Before Super Typhoon Yutu’s devastation on Oct. 24 and 25, 2018, CUC’s non-revenue water loss was at 50%. This then jumped to 77% during the storm because a lot of leaks occurred and several water wells went offline.
CUC deputy director William B. Gilmore, water/wastewater chief engineer Joseph Carlson, and water/wastewater division manager Randy Blackcloud have informed Camacho that they have been taking a different direction in analyzing and investigating the water loss problem, billing accuracy issue, metering accounts and gaps in service locations, and other activities.
“It is proving to be a large effort with findings that are new to the team and may develop into some real solutions as the program being promoted rolls out,” Gilmore said in his report.
Gilmore said he himself is seeing progress that is of a whole new level of detail, which may soon provide a chance to gain ground on a perennial problem.
Gilmore said the Water and Wastewater divisions have implemented a pressure monitoring program that monitors and steps up repair activities on valves, hydrants, pressure reducing valves, wells, booster/lift station maintenance, quality assurance (inspection), and safety programs. There is also effort in identifying the best technologies and best practices.

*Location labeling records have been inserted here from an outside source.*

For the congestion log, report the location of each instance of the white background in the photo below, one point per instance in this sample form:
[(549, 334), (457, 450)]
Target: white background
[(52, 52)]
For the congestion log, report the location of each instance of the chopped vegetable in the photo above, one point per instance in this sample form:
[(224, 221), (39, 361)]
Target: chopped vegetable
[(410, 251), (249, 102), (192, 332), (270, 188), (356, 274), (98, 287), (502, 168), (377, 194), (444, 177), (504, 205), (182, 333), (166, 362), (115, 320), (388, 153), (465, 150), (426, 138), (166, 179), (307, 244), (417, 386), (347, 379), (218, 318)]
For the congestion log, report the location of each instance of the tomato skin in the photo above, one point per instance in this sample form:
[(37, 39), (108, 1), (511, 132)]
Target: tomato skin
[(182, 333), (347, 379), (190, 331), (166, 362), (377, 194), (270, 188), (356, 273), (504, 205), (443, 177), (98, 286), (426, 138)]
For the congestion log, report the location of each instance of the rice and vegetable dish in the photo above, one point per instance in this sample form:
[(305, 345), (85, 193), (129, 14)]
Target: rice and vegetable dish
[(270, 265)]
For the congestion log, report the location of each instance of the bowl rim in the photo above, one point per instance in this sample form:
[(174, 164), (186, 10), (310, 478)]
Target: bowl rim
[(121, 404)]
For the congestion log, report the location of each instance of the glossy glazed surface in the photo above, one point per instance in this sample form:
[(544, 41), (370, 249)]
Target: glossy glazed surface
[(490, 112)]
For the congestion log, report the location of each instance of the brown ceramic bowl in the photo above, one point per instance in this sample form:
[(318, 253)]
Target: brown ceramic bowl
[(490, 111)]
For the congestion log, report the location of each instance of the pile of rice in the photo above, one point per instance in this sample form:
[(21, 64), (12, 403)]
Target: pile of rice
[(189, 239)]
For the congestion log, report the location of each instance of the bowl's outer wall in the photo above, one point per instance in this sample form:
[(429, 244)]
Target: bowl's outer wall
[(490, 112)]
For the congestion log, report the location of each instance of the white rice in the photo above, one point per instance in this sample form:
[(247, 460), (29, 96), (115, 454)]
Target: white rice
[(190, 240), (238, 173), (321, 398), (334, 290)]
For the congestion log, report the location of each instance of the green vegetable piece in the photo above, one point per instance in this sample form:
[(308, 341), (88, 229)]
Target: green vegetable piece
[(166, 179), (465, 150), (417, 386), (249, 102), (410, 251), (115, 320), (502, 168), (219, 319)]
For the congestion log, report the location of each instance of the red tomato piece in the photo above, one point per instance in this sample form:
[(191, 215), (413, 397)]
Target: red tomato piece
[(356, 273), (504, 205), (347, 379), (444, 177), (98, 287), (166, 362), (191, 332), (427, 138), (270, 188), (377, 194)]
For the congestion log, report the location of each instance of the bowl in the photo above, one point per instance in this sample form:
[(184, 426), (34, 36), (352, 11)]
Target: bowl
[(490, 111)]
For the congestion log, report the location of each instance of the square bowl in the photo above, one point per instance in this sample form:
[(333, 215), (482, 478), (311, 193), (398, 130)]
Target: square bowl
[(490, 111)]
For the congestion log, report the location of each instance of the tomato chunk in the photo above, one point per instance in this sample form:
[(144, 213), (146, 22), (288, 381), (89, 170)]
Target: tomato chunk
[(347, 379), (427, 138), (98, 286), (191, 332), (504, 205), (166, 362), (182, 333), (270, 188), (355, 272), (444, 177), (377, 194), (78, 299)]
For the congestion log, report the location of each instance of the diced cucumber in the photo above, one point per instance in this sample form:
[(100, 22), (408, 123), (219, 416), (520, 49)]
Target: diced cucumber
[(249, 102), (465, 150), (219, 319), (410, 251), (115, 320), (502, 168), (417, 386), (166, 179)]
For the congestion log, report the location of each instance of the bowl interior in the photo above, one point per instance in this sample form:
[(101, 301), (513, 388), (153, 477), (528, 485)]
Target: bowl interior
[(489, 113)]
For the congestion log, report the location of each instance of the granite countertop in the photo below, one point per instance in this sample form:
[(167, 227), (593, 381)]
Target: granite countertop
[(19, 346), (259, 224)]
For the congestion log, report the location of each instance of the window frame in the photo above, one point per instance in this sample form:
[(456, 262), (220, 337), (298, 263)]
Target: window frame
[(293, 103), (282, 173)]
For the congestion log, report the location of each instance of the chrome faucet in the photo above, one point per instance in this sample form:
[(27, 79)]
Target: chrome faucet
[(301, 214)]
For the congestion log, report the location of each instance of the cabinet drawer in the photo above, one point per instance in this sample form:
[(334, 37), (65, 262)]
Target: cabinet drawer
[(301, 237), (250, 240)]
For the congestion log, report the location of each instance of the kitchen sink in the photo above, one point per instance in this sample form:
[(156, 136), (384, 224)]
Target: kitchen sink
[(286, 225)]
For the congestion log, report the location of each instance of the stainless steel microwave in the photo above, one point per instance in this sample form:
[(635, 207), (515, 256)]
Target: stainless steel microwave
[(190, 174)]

Other new initiatives that were begun recently include a pressure management team meeting to identify and correct the root of non-revenue losses. Gilmore said they also scheduled recurring meetings with Rota and Tinian to discuss leaks and other island needs that might impact non-revenue water loss.
He said Wastewater and Engineering are initiating a wastewater connections audit to determine if there are more unknown connections and service lateral failures that may not be known.
Gilmore said the reason for this is the number of wastewater billing complaints coming in from customers that are indicating they are not wastewater customers.
He said they had also initiated a water audit, with Kagman targeted for that effort.